Streaming platforms like Spotify and Apple Music have further complicated things. Curated playlists like POLLEN and Lorem focus on mood rather than genre, blending hyperpop, indie rock, and electronic music. These playlists expose niche artists to wider audiences, blurring the line between underground and mainstream. This blurred line between niche and mainstream fuels much of the gatekeeping we see today. Fans may accuse artists of “selling out” or criticize new listeners for not understanding the music on a deeper level. But maybe the real issue isn’t the music changing but the fear that these once-intimate communities are becoming too crowded.

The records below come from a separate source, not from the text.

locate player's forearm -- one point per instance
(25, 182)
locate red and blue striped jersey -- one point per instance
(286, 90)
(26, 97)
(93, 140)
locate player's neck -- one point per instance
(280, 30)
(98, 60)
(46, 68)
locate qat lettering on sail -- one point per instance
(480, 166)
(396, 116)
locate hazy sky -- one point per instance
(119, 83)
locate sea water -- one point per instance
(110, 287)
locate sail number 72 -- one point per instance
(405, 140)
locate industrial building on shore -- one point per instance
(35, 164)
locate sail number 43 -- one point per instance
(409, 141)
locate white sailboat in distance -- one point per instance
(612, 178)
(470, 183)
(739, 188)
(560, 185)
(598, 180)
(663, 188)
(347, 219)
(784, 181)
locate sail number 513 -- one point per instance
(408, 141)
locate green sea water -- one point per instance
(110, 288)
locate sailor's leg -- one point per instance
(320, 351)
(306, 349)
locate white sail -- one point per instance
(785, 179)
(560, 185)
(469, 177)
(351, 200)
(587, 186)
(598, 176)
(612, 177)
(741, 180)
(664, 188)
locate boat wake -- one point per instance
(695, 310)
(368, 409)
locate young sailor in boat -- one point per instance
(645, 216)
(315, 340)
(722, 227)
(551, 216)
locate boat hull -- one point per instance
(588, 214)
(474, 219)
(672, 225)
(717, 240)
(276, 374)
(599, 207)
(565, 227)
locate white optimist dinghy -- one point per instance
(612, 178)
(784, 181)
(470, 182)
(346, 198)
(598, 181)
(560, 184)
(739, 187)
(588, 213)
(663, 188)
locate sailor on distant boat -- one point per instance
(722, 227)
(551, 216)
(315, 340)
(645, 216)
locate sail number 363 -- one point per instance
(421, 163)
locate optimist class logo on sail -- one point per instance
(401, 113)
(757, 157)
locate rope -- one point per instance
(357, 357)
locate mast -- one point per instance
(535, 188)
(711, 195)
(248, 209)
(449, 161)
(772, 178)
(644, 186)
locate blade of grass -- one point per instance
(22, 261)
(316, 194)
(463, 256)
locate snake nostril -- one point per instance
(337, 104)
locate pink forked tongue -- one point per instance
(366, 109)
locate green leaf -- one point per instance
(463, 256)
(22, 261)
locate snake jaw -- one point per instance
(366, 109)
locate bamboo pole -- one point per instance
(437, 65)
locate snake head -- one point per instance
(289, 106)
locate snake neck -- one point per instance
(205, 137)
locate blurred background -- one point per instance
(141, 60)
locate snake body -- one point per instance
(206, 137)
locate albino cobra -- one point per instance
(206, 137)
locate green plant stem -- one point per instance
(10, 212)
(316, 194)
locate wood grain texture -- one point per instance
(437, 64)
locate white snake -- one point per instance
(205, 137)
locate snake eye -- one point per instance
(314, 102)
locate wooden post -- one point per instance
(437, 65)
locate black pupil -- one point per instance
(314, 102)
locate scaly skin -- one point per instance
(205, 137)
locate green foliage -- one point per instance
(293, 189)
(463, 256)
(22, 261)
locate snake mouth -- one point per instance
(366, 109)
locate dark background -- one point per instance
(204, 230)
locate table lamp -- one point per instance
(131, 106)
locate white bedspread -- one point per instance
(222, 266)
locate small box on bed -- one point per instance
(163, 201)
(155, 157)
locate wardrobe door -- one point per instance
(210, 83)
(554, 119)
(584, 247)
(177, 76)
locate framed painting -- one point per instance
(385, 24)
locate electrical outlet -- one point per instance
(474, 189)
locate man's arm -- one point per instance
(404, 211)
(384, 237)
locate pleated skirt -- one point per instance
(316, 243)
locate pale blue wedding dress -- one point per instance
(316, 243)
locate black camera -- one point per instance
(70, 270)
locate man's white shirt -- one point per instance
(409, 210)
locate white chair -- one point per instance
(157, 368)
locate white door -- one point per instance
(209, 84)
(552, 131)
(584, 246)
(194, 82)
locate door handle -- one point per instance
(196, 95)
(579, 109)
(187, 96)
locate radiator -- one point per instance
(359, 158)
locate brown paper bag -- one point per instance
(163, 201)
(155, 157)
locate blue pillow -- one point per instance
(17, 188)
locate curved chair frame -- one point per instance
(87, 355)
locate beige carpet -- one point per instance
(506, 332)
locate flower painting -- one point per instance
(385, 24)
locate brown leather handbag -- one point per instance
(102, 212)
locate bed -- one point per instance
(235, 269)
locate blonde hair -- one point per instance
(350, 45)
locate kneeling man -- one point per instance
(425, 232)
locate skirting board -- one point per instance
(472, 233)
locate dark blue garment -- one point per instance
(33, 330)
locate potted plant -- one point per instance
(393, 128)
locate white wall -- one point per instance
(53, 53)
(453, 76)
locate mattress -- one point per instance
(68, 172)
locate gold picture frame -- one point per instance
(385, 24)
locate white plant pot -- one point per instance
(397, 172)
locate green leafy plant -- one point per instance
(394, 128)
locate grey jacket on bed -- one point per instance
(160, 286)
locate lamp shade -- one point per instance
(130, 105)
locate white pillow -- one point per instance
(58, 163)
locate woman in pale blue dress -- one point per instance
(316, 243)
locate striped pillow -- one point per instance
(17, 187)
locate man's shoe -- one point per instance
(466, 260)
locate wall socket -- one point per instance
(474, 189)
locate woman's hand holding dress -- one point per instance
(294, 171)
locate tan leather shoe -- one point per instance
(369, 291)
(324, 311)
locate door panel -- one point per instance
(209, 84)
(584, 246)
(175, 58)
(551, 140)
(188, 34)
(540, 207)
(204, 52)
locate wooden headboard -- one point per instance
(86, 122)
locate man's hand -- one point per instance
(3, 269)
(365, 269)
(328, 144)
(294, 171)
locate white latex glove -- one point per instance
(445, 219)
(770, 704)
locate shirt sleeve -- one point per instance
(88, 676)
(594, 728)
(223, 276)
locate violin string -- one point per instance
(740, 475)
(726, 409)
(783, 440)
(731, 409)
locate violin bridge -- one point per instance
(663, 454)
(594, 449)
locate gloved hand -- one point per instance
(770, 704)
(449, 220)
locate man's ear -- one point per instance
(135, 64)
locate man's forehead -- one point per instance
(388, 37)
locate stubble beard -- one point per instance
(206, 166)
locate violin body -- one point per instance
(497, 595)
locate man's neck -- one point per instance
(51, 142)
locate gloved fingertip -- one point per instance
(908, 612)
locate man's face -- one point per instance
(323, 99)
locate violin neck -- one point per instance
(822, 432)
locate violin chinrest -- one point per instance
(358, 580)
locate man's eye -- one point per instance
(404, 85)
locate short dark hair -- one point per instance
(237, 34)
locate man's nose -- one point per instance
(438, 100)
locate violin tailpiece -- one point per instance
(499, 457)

Yet, the democratization of music discovery has allowed more artists to thrive without needing mainstream approval. Platforms like Bandcamp and online radio such as NTS and The Lot Radio still offer havens for experimental sounds and underground scenes. But the internet has made it nearly impossible to keep music insulated from mass appeal.

Perhaps the idea of “niche” is evolving. Instead of being defined by limited exposure, niche music might now be about how deeply music connects with specific communities, regardless of how many people listen. “Hidden gems” are inherently subjective; what feels underground to one listener might be mainstream to another.

As artists like Chappell Roan balance staying true to their roots while reaching broader audiences, fans are left to reconsider what it means to belong to a music community. Maybe the real challenge isn’t keeping music exclusive but finding ways to celebrate its growth without losing what made it special in the first place.